J Immunol. 1997 Jun 15;158(12):5791-6.
It has previously been demonstrated that mature mouse T cells live for many weeks in vivo. In contrast, explanted lymph node or splenic T cells undergo spontaneous death within days, suggesting that survival factors supplied in vivo are not present in normal tissue culture medium. We discovered that IL-6 can rescue resting T cells from apoptosis in vitro. We show that recombinant mouse IL-6 as well as IL-6 in endothelial cell supernatants are sufficient to rescue T cells from death in the absence of additional cytokines. We show that CD4+ T cells express Bcl-2 immediately following isolation from the mouse, but after 24 h in culture Bcl-2 is undetectable. If during this time period the T cells are incubated with rIL-6, Bcl-2 expression is not down-regulated. It is, therefore, possible that IL-6 rescue from death is mediated by maintenance or induction of Bcl-2 expression. Addition of rIL-6 does not by itself induce blastogenesis or proliferation, and therefore, this cytokine appears to be a true survival factor rather than a mitogenic factor for resting T cells. Together, these results support a potential role for IL-6 as one of the factors important for prolonging resting T cell survival in vivo.

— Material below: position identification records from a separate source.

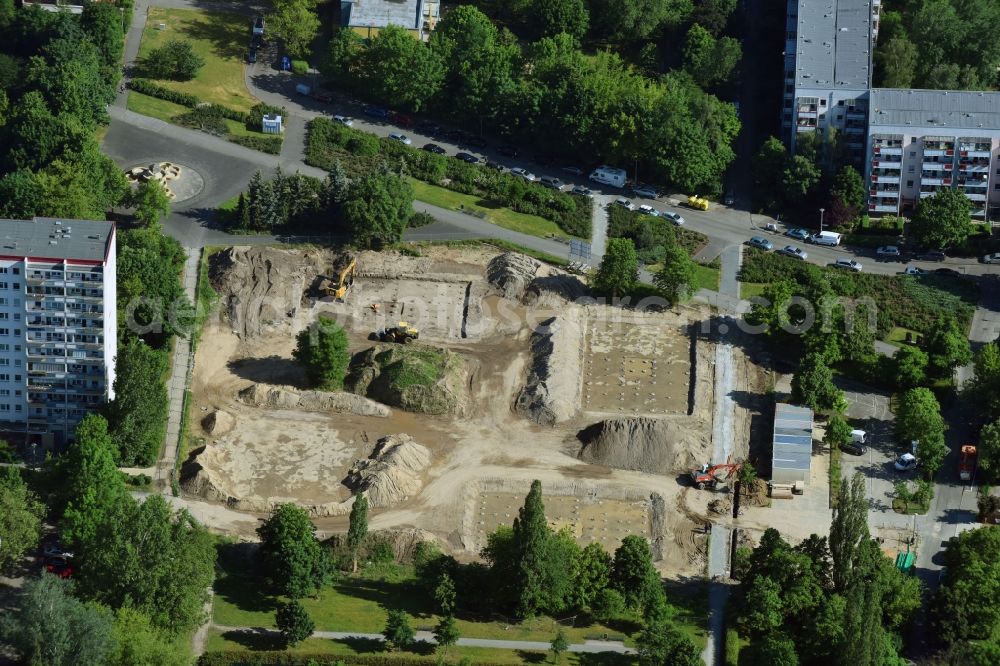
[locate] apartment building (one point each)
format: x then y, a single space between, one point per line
828 70
920 141
58 326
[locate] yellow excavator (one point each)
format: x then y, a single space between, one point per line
402 333
343 278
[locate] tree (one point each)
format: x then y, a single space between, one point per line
663 643
150 201
941 220
295 22
322 349
92 483
838 431
988 453
946 346
21 515
291 555
398 633
676 280
918 419
175 60
559 645
357 529
137 415
812 385
619 270
294 623
909 365
378 209
52 628
551 17
445 632
146 556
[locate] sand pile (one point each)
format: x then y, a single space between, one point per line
511 273
655 446
552 392
340 402
392 472
262 287
414 377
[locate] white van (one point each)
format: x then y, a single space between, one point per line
608 176
825 238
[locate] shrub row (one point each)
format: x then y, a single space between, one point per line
902 300
329 141
276 658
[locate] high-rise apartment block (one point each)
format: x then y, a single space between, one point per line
908 143
58 326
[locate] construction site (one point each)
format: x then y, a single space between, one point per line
474 371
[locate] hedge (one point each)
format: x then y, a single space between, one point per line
359 151
281 658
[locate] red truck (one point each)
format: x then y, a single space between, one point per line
966 462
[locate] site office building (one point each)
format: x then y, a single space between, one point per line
58 326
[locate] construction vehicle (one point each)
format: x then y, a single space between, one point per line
402 333
966 462
710 476
699 203
343 274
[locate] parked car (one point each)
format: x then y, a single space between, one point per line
794 252
673 217
847 264
645 191
377 112
888 253
905 462
760 242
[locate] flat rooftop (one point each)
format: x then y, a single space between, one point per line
381 13
945 109
55 238
833 44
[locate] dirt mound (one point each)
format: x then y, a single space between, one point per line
552 392
391 473
655 446
511 273
414 377
278 397
218 422
262 287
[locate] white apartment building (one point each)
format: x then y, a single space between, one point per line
920 141
58 325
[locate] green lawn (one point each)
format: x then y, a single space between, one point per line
219 38
503 217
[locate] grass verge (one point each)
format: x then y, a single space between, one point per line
491 212
219 38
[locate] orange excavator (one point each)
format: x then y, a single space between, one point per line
710 476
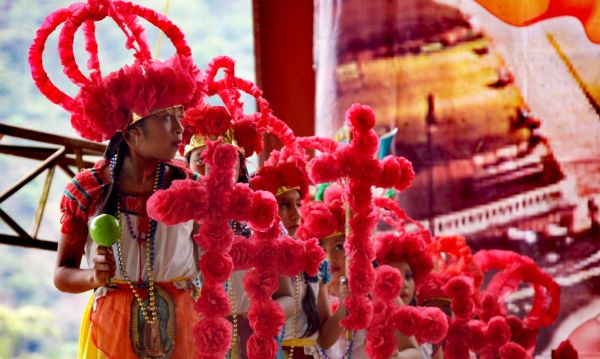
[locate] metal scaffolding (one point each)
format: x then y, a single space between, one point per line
68 154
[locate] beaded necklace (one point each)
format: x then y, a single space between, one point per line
150 313
297 282
231 293
346 355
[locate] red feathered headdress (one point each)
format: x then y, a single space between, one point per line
106 105
282 173
408 247
324 219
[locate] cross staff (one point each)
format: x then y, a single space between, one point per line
356 162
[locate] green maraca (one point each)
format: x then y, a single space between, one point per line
105 231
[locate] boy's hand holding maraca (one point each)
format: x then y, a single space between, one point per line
105 231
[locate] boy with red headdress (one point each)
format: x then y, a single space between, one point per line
146 309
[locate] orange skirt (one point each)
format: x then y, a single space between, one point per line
114 327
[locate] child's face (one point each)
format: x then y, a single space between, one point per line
158 136
289 210
334 247
196 164
408 283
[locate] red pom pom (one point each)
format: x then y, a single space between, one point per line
216 154
463 308
407 320
381 343
239 201
489 307
266 317
388 283
476 339
183 201
242 253
432 287
266 179
317 220
324 168
409 248
498 332
260 285
369 171
264 211
459 287
248 136
266 255
397 172
217 120
291 256
512 350
433 326
213 301
215 235
216 266
261 347
360 312
382 313
315 255
456 350
360 117
458 331
565 351
213 336
361 276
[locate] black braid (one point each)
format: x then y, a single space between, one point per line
309 306
244 176
116 147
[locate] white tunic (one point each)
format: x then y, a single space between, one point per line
301 321
174 257
340 348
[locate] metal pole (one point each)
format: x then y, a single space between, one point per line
430 122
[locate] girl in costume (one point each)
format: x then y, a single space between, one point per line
146 309
231 126
309 319
408 254
326 220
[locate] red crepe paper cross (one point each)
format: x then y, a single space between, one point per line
357 163
213 201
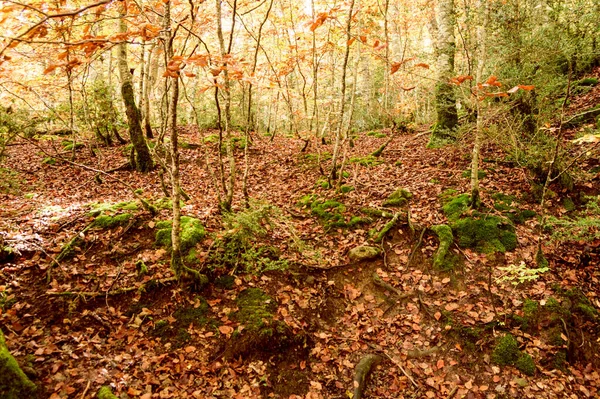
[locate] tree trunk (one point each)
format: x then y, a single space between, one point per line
482 10
447 115
340 129
143 159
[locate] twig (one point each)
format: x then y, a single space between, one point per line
417 245
397 363
112 284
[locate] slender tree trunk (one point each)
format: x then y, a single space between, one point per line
482 10
176 262
249 116
340 129
447 116
227 181
142 158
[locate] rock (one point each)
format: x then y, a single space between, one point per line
364 252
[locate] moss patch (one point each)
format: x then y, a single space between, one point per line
109 222
255 310
398 198
14 384
176 332
192 232
442 260
106 207
480 174
507 353
367 161
106 393
486 234
363 252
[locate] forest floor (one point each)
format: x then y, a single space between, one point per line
296 322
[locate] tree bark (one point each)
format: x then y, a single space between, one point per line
142 158
447 115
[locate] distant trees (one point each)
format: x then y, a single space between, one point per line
445 99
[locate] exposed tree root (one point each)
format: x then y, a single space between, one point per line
362 371
94 294
380 283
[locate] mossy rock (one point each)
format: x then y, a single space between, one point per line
109 222
323 183
176 332
226 282
525 364
193 315
367 161
587 82
481 174
329 211
507 351
486 233
364 252
14 384
100 208
261 334
442 260
192 232
376 213
568 204
255 309
398 198
345 189
455 207
105 392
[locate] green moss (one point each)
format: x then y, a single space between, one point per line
441 260
587 310
14 384
357 220
165 203
587 82
193 315
68 145
367 161
192 257
106 393
378 135
323 183
192 232
376 213
486 234
107 207
345 189
456 206
526 364
255 309
211 138
560 360
480 174
568 204
49 161
314 157
506 351
226 282
109 222
398 198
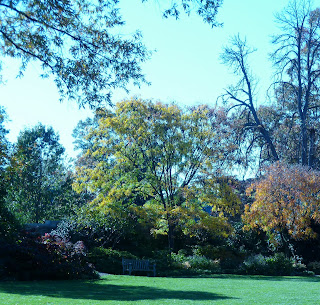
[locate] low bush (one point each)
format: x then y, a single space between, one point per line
44 258
278 264
315 267
194 262
108 260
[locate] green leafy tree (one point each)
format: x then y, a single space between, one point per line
40 185
8 223
161 160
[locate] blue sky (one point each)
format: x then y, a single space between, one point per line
185 68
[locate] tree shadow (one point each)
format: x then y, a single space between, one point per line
257 277
102 290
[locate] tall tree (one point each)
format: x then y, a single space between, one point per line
40 185
297 59
8 223
242 96
161 159
286 129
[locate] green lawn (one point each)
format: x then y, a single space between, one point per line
114 289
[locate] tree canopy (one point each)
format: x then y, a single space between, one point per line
286 202
80 44
161 158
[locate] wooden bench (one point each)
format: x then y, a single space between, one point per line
130 265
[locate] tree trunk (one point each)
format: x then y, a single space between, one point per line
311 147
304 143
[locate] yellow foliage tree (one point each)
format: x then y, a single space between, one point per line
160 159
286 202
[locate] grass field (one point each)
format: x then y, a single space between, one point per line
115 289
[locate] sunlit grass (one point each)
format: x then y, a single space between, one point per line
113 289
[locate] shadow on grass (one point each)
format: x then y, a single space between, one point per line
102 290
255 277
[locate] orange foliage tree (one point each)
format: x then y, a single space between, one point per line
286 202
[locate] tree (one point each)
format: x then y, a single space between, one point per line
40 185
161 160
286 128
297 59
286 202
8 223
79 44
252 132
207 9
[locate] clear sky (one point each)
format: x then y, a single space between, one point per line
185 67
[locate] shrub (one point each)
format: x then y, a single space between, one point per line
314 266
47 257
278 264
108 260
195 262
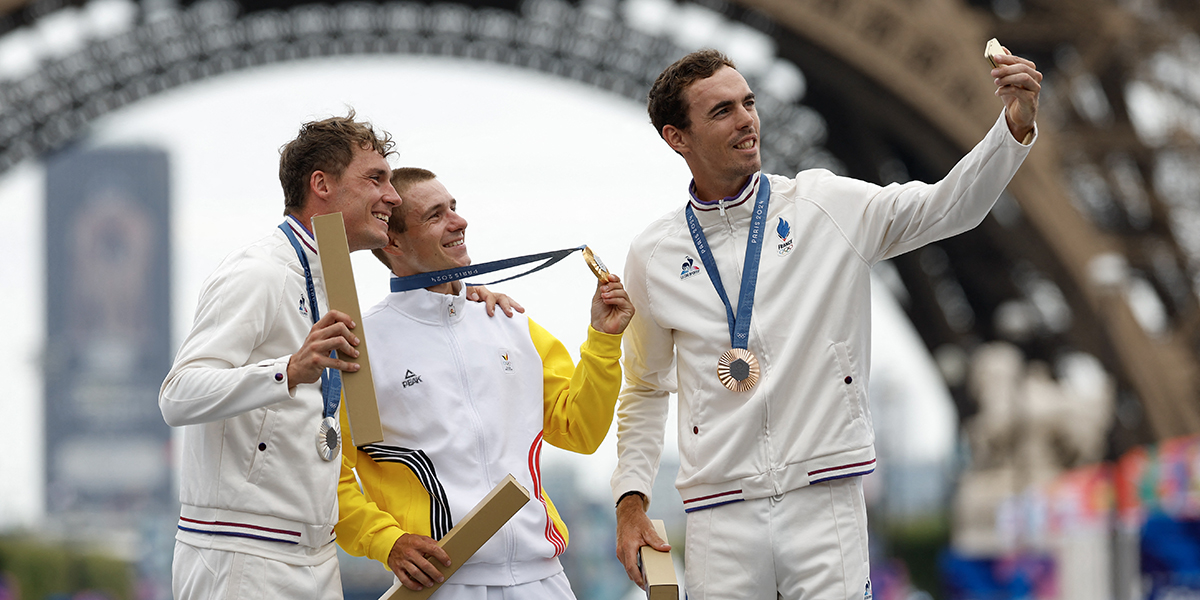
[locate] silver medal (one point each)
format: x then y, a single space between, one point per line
329 438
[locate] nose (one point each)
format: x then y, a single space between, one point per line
745 118
391 197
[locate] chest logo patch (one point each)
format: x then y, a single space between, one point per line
786 241
689 268
411 378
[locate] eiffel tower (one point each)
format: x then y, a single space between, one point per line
1096 249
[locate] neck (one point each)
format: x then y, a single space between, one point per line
304 217
449 288
715 191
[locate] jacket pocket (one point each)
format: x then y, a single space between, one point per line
263 445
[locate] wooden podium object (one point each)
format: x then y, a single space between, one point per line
658 569
466 538
358 387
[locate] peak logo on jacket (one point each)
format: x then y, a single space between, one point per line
689 268
411 378
786 243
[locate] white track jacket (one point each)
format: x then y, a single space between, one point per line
252 480
807 420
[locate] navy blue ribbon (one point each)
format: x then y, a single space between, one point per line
739 324
330 378
427 280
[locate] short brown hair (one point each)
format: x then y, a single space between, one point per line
666 102
325 145
402 179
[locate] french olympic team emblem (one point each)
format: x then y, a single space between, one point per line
785 237
689 268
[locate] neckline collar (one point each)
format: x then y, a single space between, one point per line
749 190
303 234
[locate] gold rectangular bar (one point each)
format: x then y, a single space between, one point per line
472 532
658 569
358 387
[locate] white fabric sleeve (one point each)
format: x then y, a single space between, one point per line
649 379
213 378
885 222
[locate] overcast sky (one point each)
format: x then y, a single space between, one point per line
535 163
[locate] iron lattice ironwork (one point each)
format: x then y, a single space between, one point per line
1102 211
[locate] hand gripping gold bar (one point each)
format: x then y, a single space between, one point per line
466 538
358 387
658 569
993 49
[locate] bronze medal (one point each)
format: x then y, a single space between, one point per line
595 264
738 370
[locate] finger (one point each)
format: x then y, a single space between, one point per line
427 573
337 317
629 559
657 543
417 573
505 304
335 329
408 581
439 553
339 343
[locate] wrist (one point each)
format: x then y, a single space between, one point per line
640 496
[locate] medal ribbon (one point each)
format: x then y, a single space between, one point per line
739 324
330 378
427 280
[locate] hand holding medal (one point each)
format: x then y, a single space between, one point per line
611 309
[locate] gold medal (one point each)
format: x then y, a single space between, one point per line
738 370
595 264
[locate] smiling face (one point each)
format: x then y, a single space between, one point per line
435 234
365 197
721 142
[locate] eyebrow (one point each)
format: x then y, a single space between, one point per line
727 103
439 207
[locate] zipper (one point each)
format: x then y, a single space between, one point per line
461 369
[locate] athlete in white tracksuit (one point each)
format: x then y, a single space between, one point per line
466 400
257 501
771 477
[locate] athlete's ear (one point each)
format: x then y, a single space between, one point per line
675 137
394 244
319 184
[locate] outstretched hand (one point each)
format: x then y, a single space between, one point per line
1019 84
330 333
409 559
611 309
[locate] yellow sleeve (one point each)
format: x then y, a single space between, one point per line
363 528
579 401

先前已经证明,成熟的小鼠T细胞在体内能存活数周。相比之下,体外培养的淋巴结或脾脏T细胞在数天内就会自发死亡,这表明体内提供的存活因子在正常组织培养基中并不存在。我们发现IL-6能够在体外挽救静息T细胞免于凋亡。我们表明,重组小鼠IL-6以及内皮细胞上清液中的IL-6足以在没有其他细胞因子的情况下挽救T细胞免于死亡。我们发现,CD4+ T细胞从小鼠分离后立即表达Bcl-2,但培养24小时后就检测不到Bcl-2了。如果在此时间段内将T细胞与rIL-6一起孵育,Bcl-2的表达就不会下调。因此,IL-6挽救细胞免于死亡可能是通过维持或诱导Bcl-2的表达来介导的。添加rIL-6本身并不会诱导细胞分裂或增殖,因此,这种细胞因子似乎是一种真正的存活因子,而不是静息T细胞的促有丝分裂因子。总之,这些结果支持IL-6作为延长体内静息T细胞存活的重要因子之一的潜在作用。